Tuesday, December 31, 2019

An unexpected look back at 2010-2019

While I was pondering questions to help me close out 2019, my thoughts drifted for a moment to a mental survey of the decade 2010-19.

My first thoughts were incredibly sad:

-- It was the decade my dad was diagnosed with lung cancer. He had what appeared to be successful surgery, and then died a year later, in October 2011, after more aggressive cancer was found in other parts of his body.
-- It was the decade my sister-in-law was diagnosed with cancer and died about two years later, in July 2015.
-- So many other people, including church friends, also faced life-threatening diagnoses. Too many have died.
-- It was also the decade my husband rescued me from the biggest mistake of my life. I had emergency surgery that led to removal of part of my colon, followed by three months with a colostomy before I could be put back together. I was laid off from the job I had held for 34 years.
 
In many of these, circumstances that could have been horrendous yielded blessings beyond measure.

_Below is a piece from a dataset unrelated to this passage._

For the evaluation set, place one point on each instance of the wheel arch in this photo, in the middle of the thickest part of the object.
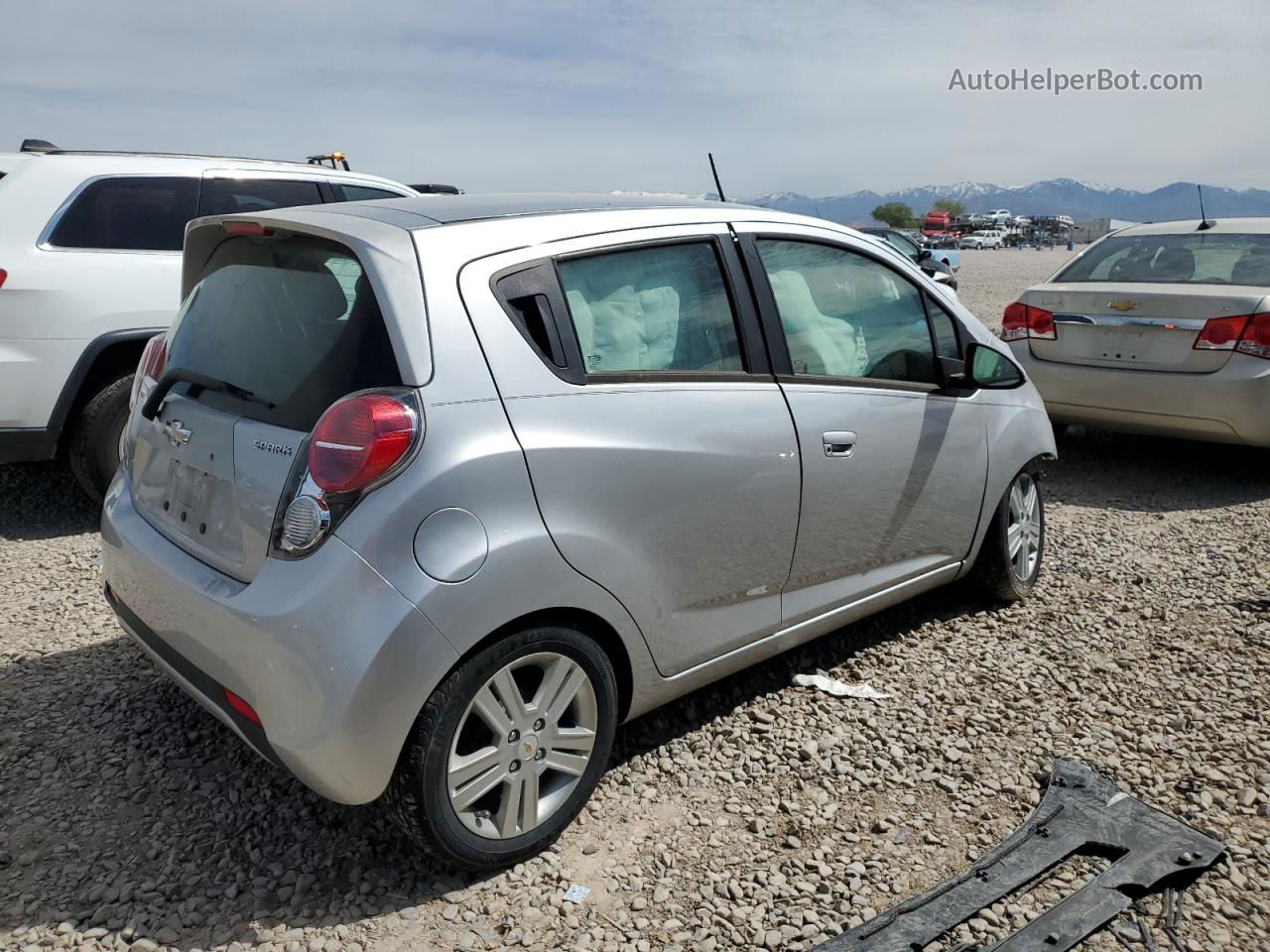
(105, 358)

The blessings are easiest to see in my personal crises: my husband ultimately forgave me and we have renewed our commitment and grown in our love and support for each other, celebrating our 37th anniversary in September; I've had no negative after effects from that major and, at the time, potentially life-threatening medical event; my layoff included several months' notice so I could prepare (and clean off my desk!), along with a decent severance package; and we were in a financial situation that allowed me to not have to get another job, leaving me time to travel with my husband and increase my efforts to be of volunteer service to family members, church and in other ways.

Admittedly, it's harder to find the blessings when loved ones face daunting diagnoses, especially when they are followed by agonizing treatment and still result in the person's death. The truth is, I think some of those will never make sense this side of heaven. Perhaps through the combination of growing older and living through these heartaches, we learn to consistently lean on God and to treasure each moment with our loved ones. I'm grateful that I have increasingly become willing to spend more time reading and studying God's Word, praying and listening for His guidance. Everything God offers has always been available to me; it's just harder for me to accept it if I don't take the time to seek Him, know Him, listen to Him and trust Him.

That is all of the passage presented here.